When Mr. Fleming reiterated the risk management community's support for an OFC at a press briefing last month with senior RIMS officers in San Diego at the Society's annual conference, I played the familiar role of skunk at the garden party.
I asked what made RIMS think Washington would make a better insurance regulator than the states, given the federal government's dismal history with the subprime mortgage debacle, the importation of dangerous toys from China, the deliberate downplaying of environmental hazards at Ground Zero following 9/11, and other oversight failures.
Mr. Fleming defaulted to the longer-term efficiency argument. "We see this as a competitive opportunity," he said. "Right now, there are 56 jurisdictions over insurance, and not one of them has the authority to manage the business in any comprehensive way–particularly with coverage provided by foreign carriers and reinsurers." He added that "every other country in the world has central insurance management, and the U.S. should, too."
A federal insurance administrator might be more efficient, but will it be more effective in policing market conduct and assuring insurer solvency?
I fear that if insurance oversight is nationalized, it will be lost in a regulatory black hole, and buyers–commercial or personal–will ultimately suffer.
Risk managers also might be dreaming if they think federal regulation will lower insurance premiums.

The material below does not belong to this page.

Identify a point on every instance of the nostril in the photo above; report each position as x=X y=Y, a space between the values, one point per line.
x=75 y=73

It is still not even clear whether insurers ever really lowered their prices to reflect the fact they no longer pay hundreds of millions of dollars in contingency fees to the mega-brokers.
What makes buyers think insurers won't just pocket the difference if administrative expenses go down under a federal charter?
I certainly don't mean to say state regulation doesn't need reform. And I can understand how buyers for multistate and often multinational organizations would tout the logic of having a single set of regulations to follow to lower costs and entry barriers.
But rather than a radical change, such as an OFC, why not just pass the bill floating around Congress to set federal benchmarks for state regulators to follow on surplus lines and reinsurance, expand the Liability Risk Retention Act to allow for coverage of property risks, throw in a national licensing facility for insurers and brokers, and then after a few years determine whether you need to go any further?